#define BITA_TO_B(x, a, b) (((x) >> (a)) & 1) << b;

unsigned long long x = 0x6A6B7A6AEA6E6A;

unsigned char col_d = BITA_TO_B(x, 60, 7) |
                      BITA_TO_B(x, 52, 6) |
                      BITA_TO_B(x, 44, 5) |
                      BITA_TO_B(x, 36, 4) |
                      BITA_TO_B(x, 28, 3) |
                      BITA_TO_B(x, 20, 2) |
                      BITA_TO_B(x, 12, 1) |
                      BITA_TO_B(x,  4, 0);

Perhaps a somewhat more optimized idea:

#define BITA_TO_B(x, a, b) (((x) >> (a-b)) & (1 << b));

If b is a constant, this will perform slightly better.

Another way may be:

unsigned long xx = x & 0x10101010101010; 
col_d = (xx >> 53) | (xx >> 46) | (xx >> 39) ... (xx >> 4); 

Doing one "and" rather than many helps speed it up.

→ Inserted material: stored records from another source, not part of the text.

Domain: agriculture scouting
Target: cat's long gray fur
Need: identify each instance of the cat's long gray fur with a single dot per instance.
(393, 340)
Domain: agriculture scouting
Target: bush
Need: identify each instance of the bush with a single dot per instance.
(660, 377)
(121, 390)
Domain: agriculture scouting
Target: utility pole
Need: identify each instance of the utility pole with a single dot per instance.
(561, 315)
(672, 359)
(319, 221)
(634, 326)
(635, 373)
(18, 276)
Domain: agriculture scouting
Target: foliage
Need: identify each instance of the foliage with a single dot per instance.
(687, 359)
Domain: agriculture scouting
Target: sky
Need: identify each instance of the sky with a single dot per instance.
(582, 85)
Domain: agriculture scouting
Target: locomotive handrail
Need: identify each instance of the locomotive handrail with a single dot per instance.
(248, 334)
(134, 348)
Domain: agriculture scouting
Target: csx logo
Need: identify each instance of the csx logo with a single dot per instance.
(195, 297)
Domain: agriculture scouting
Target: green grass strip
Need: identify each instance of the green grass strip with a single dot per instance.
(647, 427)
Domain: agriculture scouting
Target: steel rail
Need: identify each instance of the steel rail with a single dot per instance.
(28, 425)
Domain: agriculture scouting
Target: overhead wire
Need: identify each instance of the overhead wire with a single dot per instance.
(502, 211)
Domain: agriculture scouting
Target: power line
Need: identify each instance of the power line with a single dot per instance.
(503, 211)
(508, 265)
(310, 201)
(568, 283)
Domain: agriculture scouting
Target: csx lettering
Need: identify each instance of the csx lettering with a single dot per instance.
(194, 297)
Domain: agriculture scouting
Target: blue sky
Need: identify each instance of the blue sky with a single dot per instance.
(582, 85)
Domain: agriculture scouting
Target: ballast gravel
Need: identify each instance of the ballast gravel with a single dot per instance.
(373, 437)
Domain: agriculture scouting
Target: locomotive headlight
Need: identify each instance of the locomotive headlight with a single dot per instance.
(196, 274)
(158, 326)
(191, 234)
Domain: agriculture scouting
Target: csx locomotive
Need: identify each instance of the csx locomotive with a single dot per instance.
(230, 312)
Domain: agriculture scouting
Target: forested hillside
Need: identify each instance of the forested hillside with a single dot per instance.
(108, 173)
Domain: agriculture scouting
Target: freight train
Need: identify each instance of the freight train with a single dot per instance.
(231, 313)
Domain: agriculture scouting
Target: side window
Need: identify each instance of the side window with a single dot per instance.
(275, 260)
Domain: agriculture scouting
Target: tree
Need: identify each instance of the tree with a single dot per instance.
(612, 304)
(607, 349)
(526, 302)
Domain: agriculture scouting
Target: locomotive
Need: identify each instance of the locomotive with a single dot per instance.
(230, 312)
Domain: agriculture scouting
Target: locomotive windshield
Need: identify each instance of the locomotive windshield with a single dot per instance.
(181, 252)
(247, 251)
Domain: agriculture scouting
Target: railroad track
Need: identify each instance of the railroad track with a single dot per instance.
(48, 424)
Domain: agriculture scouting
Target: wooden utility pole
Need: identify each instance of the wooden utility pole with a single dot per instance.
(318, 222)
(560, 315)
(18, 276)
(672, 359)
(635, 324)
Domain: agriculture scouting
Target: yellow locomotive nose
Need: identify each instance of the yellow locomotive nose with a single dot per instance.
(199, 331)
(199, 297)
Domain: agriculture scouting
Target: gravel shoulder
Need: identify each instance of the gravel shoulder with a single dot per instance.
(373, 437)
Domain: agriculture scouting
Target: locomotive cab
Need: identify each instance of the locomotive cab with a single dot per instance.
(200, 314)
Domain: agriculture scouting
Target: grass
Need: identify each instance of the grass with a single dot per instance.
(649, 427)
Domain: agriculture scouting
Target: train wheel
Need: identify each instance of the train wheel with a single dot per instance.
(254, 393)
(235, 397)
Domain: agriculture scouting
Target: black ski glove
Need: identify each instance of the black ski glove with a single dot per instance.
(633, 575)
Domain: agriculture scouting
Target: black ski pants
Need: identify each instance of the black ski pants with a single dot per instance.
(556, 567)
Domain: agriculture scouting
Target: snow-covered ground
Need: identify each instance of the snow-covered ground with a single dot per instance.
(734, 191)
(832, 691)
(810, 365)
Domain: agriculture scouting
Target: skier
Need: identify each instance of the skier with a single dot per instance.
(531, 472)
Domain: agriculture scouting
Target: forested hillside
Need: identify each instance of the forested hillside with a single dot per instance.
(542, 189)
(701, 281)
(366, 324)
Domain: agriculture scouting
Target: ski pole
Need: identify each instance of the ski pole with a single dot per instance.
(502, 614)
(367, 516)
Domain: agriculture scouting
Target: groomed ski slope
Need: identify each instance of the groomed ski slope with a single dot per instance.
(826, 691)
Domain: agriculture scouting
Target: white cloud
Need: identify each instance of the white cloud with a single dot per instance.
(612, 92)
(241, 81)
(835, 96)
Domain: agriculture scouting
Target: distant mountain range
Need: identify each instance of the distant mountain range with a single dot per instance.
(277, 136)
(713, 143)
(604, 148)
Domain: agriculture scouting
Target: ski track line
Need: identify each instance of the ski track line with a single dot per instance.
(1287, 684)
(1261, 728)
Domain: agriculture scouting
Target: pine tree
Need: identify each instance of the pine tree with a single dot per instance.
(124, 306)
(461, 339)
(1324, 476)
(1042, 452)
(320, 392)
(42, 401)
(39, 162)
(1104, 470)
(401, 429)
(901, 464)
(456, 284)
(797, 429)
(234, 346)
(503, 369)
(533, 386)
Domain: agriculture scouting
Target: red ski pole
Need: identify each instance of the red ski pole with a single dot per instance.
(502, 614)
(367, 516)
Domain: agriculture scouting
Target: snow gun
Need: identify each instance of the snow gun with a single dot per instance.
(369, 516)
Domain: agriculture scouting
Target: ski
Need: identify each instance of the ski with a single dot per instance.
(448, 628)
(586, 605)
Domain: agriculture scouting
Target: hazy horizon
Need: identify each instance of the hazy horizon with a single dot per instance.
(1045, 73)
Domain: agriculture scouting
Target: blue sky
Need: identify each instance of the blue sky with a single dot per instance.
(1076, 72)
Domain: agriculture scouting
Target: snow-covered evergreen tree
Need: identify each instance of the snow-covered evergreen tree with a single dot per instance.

This one is from the Chess Programming Wiki. It transposes the board, after which isolating a single row is trivial. It also lets you go back the other way.

/**
 * Flip a bitboard about the antidiagonal a8-h1.
 * Square a1 is mapped to h8 and vice versa.
 * @param x any bitboard
 * @return bitboard x flipped about antidiagonal a8-h1
 */
U64 flipDiagA8H1(U64 x) {
   U64 t;
   const U64 k1 = C64(0xaa00aa00aa00aa00);
   const U64 k2 = C64(0xcccc0000cccc0000);
   const U64 k4 = C64(0xf0f0f0f00f0f0f0f);
   t  =       x ^ (x << 36) ;
   x ^= k4 & (t ^ (x >> 36));
   t  = k2 & (x ^ (x << 18));
   x ^=       t ^ (t >> 18) ;
   t  = k1 & (x ^ (x <<  9));
   x ^=       t ^ (t >>  9) ;
   return x;
}

You can transpose the number, and then simply select the relevant column, which is now a row, and therefore contiguous bits, as you wanted.

In my tests it wasn't much better than ORing together 8 individually selected bits, but it is much better if you intend to select multiple columns (since the transpose is the limiting factor).